Looking ahead, Lam's fiscal third-quarter 2026 guidance was delivered above analyst consensus that existed before the earnings release. That upside helped underpin Argus's more bullish posture. InvestingPro's analyst-tracking figures show 19 analysts raised their earnings estimates heading into the new period, and the consensus recommendation among analysts sits at 1.67, a value positioned between Strong Buy and Buy.

Lam's recent results have prompted a series of price-target increases across the brokerage community. Stifel, noting that Lam's December quarter results and March quarter guidance beat both its own and consensus expectations, lifted its target to $280 while keeping a Buy rating. Cantor Fitzgerald increased its target to $320, highlighting calendar-year 2025 tool revenue that outpaced the broader industry. Bernstein raised its target to $275, citing accelerated growth prospects and the potential for Lam to reach long-term targets sooner than previously anticipated. TD Cowen issued a more aggressive bump to $290 based on a favorable outlook for the wafer fabrication equipment market in 2026.

Beyond financial updates, Lam Research disclosed a new multi-year collaboration with CEA-Leti to pursue next-generation specialty technology devices. The partnership is targeted at developing energy-efficient semiconductor solutions and will explore novel materials and fabrication processes for advanced technologies.

Taken together, the earnings beat, elevated guidance and a string of analyst target increases underscore a consensus view among many equity analysts that Lam Research is positioned for continued strength in the near term. At the same time, the company’s valuation relative to InvestingPro's fair value indicates that some market participants may view current share prices as richly priced.
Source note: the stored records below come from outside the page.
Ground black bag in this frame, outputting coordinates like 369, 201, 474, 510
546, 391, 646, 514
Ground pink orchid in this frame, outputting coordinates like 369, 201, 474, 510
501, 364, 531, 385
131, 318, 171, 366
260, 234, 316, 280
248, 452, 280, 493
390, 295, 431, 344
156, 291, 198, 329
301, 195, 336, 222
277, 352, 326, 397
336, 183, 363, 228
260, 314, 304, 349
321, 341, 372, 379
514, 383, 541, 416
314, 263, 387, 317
Contextual note: The developments described here - the Argus target change, the quarterly results, analyst target revisions and the CEA-Leti collaboration - reflect the information released by the company and the analyst community as summarized above.

Risks

  • Valuation risk - Argus's $280 target sits above InvestingPro's Fair Value assessment, suggesting the stock may be trading at a premium; this could affect volatility in the semiconductor equipment sector.
  • Execution and guidance risk - continued upside in shares rests on Lam achieving its fiscal 3Q26 guidance and sustaining record margins; failure to meet guidance would directly impact semiconductor equipment market sentiment.
  • Market sensitivity - the stock's advance occurred despite a broader market decline, indicating that broader market weakness or sector rotation could offset company-specific gains in semiconductors and equipment suppliers.